Marzo 23, 2020 4781Veces visto
Tania Carralero, enfermera en una residencia.

Sábado, 14 de marzo del 2020. El gobierno español decreta el estado de alarma para hacer frente a la expansión del Covid-19 y abordar de manera efectiva la emergencia sanitaria. Ese día empezó todo lo inimaginable que
nadie pensaba que iba a llegar, como un tsunami arrasándolo todo, pero esta vez no era lo material lo que iba a desvanecerse (de momento), sino la esencia que a los españoles nos caracteriza... los abrazos, los besos, el contacto físico, la iniciativa y el dinamismo que nos impulsa a hacer algo; en definitiva, una parte de nuestro ser y de nuestra vida. ¿O empezó antes? Tarde.

Silencio

En la residencia, una semana antes de la fecha indicada, se notaba cierto cambio que creaba la incertidumbre necesaria para querer hacer el trabajo bien y a conciencia... control de temperatura varias veces al día tanto al personal sanitario como a los residentes, inhabilitación del servicio de Centro de Día, prohibición del paso a toda persona ajena al centro, etc. Yo, que peco a veces de imaginativa; comparaba la situación y la vivía como si de un episodio de muertos vivientes se tratase, donde nos encontrábamos dentro de un edificio protegido y apuntalado lleno de zombis al rededor queriendo entrar para devorarnos... Nuestra misión era resistir sanos y salvos, cuidando a los más vulnerables y frágiles, evitando que ningún puntal se quebrase y se rompiera porque si no lo que nos vendría encima sería un caos total donde reinaría la hoz, arrasaría con nuestra psique humana y se instalaría un vacío difícil de rellenar. ¿Quizás faltó incertidumbre? Tarde.

Silencio
Sábado, 21 de marzo de 2020. “Qué pasará? ¿Qué misterio habrá? Puede ser mi gran noche...”. Fue un turno de noche como cualquier otro, pero sabiendo que por la mañana ya se habían realizado la PCR a los primeros residentes...Con cuidado y respeto, tanto a los demás como hacia una misma, intentashacer un trabajo excelente, limpio e impecable. Te “proteges”, intentas avisar y “proteger” a tus compañeras para que ellas también lleven cuidado, intentas tener el contacto justo e imprescindible con dichos residentes sin que ellos noten tu frialdad y tu miedo a que lo predecible se cumpla.
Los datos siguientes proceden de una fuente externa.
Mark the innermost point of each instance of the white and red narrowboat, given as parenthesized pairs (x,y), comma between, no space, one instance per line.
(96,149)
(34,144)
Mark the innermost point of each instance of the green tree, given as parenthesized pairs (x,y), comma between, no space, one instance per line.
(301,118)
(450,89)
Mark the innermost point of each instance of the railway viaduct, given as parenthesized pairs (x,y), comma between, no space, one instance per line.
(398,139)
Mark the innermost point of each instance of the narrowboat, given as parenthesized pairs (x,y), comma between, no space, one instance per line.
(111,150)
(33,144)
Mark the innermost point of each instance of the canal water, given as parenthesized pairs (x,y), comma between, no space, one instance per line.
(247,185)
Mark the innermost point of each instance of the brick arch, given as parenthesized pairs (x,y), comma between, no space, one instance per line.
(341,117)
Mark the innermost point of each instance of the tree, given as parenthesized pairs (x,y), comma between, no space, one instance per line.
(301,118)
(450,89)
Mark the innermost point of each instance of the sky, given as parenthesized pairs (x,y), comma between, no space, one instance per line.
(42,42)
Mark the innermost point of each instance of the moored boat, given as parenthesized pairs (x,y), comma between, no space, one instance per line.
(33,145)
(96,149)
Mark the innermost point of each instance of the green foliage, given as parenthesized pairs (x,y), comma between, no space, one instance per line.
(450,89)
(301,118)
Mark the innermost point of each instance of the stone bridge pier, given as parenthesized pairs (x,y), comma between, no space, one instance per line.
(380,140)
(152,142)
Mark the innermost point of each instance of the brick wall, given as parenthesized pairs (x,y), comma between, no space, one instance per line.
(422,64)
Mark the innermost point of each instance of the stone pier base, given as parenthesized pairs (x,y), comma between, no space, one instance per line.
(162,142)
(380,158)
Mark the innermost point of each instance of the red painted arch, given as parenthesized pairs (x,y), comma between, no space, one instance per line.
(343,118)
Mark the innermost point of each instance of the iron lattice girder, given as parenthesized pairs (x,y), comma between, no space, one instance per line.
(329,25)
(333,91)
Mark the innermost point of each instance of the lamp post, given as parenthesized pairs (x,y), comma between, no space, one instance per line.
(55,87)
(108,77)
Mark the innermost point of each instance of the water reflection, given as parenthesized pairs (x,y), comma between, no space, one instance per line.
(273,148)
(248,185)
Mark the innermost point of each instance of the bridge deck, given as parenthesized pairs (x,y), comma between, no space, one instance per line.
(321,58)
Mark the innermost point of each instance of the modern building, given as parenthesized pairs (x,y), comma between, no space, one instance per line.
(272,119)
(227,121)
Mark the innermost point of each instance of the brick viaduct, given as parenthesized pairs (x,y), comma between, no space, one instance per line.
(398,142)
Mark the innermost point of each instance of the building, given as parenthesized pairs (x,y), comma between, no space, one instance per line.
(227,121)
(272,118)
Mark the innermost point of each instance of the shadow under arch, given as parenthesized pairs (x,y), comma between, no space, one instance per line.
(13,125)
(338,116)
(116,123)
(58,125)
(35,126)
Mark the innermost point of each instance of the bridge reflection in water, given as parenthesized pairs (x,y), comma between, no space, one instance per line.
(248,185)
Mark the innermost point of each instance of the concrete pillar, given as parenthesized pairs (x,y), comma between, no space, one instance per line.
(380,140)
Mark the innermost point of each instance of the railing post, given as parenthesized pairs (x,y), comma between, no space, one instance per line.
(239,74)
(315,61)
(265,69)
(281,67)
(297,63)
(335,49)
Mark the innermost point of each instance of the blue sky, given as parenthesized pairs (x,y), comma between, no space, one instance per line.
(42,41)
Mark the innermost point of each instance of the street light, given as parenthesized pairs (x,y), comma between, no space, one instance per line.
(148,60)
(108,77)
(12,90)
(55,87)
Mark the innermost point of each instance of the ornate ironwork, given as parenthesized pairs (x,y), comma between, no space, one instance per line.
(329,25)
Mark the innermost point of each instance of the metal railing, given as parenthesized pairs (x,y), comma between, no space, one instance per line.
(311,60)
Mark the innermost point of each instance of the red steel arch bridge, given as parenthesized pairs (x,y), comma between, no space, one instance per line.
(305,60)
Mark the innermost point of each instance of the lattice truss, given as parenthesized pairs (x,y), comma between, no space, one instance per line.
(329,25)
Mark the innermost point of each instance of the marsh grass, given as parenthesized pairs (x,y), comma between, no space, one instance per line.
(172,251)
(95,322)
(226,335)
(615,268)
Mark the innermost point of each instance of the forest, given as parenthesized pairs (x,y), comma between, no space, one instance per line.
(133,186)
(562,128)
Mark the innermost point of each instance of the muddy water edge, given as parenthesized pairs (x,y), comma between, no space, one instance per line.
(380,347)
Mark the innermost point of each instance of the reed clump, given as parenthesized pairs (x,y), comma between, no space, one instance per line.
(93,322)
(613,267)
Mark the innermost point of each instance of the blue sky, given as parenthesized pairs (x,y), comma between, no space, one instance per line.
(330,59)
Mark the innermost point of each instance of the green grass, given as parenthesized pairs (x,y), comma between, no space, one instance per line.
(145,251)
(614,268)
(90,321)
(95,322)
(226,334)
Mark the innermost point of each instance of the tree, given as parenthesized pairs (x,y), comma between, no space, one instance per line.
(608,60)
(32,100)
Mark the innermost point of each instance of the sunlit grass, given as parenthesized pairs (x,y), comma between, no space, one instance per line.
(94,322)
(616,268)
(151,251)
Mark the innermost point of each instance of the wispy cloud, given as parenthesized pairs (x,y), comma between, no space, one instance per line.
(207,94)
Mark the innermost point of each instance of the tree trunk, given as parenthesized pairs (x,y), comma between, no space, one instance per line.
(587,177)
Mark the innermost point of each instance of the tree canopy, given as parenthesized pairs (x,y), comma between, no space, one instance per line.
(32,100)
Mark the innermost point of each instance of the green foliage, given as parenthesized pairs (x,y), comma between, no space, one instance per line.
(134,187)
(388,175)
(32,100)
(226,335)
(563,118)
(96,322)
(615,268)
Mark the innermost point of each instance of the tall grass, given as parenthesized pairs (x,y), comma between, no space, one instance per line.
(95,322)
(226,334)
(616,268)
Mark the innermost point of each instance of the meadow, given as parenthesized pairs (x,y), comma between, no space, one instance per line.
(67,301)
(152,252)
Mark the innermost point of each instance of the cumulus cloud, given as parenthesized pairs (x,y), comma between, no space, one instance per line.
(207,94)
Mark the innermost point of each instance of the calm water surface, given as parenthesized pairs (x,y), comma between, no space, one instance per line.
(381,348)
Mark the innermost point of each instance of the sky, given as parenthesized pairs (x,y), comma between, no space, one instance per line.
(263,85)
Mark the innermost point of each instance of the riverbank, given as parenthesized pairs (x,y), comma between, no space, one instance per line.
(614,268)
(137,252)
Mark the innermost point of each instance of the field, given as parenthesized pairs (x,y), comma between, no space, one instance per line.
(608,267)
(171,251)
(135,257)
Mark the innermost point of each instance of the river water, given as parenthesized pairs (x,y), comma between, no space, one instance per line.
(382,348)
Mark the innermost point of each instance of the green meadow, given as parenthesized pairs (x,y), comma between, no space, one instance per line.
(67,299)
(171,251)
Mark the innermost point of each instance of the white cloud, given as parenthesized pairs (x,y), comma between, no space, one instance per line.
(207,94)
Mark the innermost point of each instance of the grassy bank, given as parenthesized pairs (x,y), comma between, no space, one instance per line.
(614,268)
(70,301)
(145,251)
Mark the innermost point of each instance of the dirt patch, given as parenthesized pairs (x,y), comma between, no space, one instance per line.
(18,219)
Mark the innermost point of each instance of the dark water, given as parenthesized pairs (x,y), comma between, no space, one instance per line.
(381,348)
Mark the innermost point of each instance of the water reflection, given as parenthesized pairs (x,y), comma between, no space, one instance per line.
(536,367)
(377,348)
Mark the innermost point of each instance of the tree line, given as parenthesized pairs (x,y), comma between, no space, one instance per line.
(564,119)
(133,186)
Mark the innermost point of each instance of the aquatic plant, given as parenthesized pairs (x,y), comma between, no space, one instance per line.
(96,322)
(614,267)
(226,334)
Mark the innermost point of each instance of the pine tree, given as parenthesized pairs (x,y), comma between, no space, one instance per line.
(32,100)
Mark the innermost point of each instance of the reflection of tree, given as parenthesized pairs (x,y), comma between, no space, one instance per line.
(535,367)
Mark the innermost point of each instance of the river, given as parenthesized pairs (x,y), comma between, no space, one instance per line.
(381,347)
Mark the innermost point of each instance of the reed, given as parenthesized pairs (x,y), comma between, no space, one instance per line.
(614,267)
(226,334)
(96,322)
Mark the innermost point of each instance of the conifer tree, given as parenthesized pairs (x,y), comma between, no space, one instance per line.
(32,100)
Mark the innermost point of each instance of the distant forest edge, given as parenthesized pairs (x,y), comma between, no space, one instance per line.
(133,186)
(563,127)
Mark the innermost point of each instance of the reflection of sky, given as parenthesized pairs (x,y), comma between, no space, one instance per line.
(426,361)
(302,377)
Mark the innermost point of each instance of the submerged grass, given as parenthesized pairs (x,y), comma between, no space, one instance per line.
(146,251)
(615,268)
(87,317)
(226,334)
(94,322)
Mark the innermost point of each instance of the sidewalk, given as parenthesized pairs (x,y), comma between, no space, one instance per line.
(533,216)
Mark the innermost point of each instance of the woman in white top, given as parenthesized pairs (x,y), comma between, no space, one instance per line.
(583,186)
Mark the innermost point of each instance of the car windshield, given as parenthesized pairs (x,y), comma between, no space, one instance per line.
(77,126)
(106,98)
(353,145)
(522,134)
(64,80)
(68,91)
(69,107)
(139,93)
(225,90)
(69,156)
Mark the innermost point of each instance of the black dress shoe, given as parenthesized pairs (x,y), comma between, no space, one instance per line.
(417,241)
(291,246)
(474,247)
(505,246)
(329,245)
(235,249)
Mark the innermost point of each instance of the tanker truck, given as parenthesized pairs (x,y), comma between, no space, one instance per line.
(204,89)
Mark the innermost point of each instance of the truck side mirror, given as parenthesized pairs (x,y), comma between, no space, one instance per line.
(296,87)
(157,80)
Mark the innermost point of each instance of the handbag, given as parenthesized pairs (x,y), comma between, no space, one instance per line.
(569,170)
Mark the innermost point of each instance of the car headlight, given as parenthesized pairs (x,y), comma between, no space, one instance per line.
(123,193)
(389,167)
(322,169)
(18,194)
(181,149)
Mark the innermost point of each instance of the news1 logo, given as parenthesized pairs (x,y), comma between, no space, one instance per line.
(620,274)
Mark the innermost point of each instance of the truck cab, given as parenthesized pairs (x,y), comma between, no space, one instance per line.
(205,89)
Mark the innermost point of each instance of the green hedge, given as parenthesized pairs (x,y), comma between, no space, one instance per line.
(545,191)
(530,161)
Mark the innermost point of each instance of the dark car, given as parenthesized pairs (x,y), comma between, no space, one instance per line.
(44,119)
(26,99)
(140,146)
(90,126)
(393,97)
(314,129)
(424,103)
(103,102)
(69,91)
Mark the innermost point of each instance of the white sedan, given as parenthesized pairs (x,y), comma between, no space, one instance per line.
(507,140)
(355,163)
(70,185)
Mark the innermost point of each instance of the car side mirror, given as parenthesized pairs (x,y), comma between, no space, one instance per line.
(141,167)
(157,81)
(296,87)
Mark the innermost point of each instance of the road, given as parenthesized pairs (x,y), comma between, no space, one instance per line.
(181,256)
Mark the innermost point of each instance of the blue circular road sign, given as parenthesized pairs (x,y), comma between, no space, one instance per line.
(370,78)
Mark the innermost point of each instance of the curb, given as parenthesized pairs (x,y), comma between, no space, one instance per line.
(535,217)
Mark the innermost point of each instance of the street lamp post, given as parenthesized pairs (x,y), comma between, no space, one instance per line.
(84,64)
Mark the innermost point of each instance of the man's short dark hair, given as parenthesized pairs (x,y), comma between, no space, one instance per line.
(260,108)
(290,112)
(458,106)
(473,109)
Alguno de ellos, los más independientes, hablan escandalizados del virus y rezándole a Dios y al gobierno sin todavía conocimiento de lo que a fuera en la calle está pasando...ojalá sus opiniones, sus razones y sus tonos alzados hubieran servido de escudo contra este maldito bicho. Al dar el relevo; comenté a mi compañero, como si de una broma lejana se tratase, que lo mejor sería que la UME interviniese lo antes posible y se hiciese cargo de la situación. Comentario que sonaba tan abstracto como si de un cuadro de Picasso se tratase, incluso risorio. ¿Nos “protegimos” lo suficiente? Tarde.

Silencio
Domingo, 22 de marzo de 2020. Cuando lo abstracto pasa a ser realidad, la transrealidad. Me despierta una llamada de teléfono, “Residencia” ... algo sucede. Efectivamente, nuestros temores se vuelven ciertos y las PCR son positivas. La gran ola, que no veíamos o no queríamos ver llegar, nos envuelve de lleno y arrasa con todo sin esfuerzo alguno, apenas viendo y apreciando la fuerza de su corriente. Lo inevitable, lo que ya intuíamos que iba a suceder y lo inimaginable que podíamos pensar llegó y si instaló como si de su hogar se tratase. Los puntales se desquebrajaron y todos los zombis entraron a la vez. A partir de aquí, el descontrol se apodera de las personas y uno hace todo lo que está en su mano y en su mente para intentar reconducir lo irreconducible.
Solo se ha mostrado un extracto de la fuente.